KPF BALI – 16/09/14

Emas meneruskan pendakiannya meninggalkan level terendah sejak bulan Januari. Menurut data Bloomberg, harga emas bulion untuk pengiriman segera naik 0.4 persen ke $1,238.58 per ons dan diperdagangkan pada $1,236.86 pada pukul 12:02 siang di Singapura. Para investor sedang melakukan penilaian terhadap kesehatan perekonomian AS sebelum The Fed memulai rapat dua harinya (FOMC), terhitung sejak malam nanti.

emas
Logam mulia tersebut kemarin jeblok di harga $1,225.67, yang merupakan level terendah sejak tanggal 9 Januari, sebelum reli yang berakhir 0.3 persen lebih tinggi dari harga tersebut. Indeks 14 harian emas juga relatif kuat di bawah level 30 untuk ketiga harinya kemarin, mensinyalir bahwa harga akan bersiap untuk rebound.

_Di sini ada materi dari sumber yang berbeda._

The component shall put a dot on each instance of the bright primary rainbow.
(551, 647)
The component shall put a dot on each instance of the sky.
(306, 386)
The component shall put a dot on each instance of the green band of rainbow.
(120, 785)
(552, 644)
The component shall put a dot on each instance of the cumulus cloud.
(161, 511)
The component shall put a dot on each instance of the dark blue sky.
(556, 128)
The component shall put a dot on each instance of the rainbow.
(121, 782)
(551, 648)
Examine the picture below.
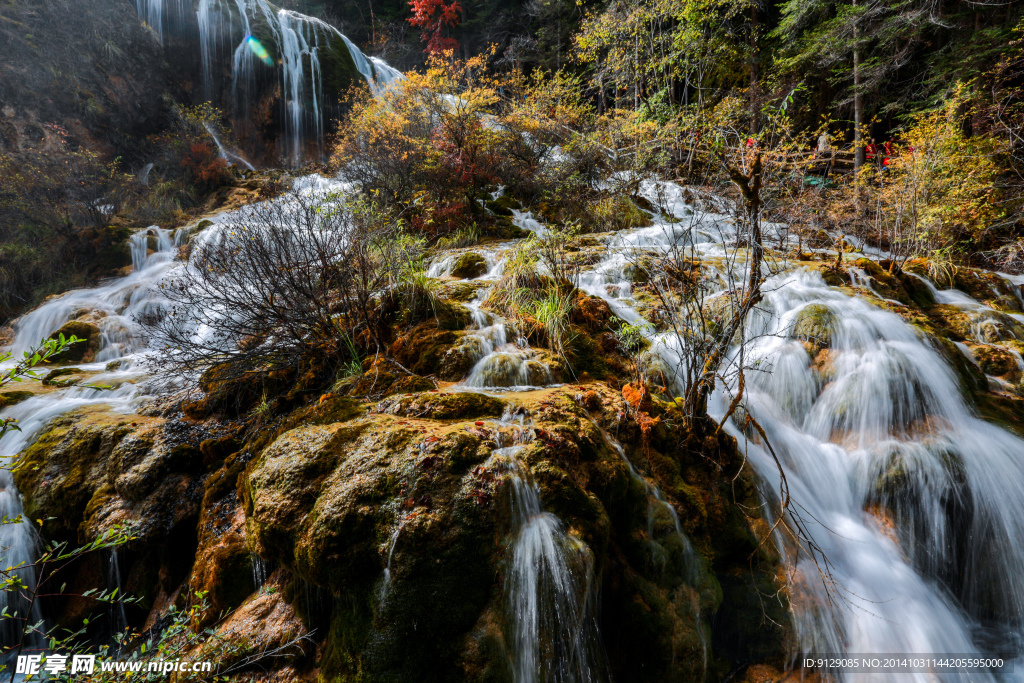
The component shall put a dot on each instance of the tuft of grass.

Emas mengalami penurunan kuartalan pada tahun ini akibat adanya spekulasi bahwa The Fed akan segera menaikkan tingkat suku bunganya segera setelah program tapering berakhir. Pada tahun 2013 lalu, emas menghentikan relinya karena bank sentral AS tersebut sedang bersiap-siap mengurangi pembelian aset bulanan. Kini, program pengurangan tersebut hampir berakhir, dan FOMC diperkirakan akan membahasnya dalam rapat setelah mempertimbangkan berbagai data-data ekonomi AS secara umum.

Sudah Oversold

Sementara itu di Comex New York, harga emas untuk pengiriman Desember diperdagangkan pada $1,237.30 per ons dari sebelumnya di $1,235.10. Bloomberg mengutip bahwa menurut Xia Yingying, analis dari Nanhua Futures di Hangzou, para investor akan fokus pada FOMC dan harga emas diperkirakan akan sedikit rebound naik karena gejala oversold RSI.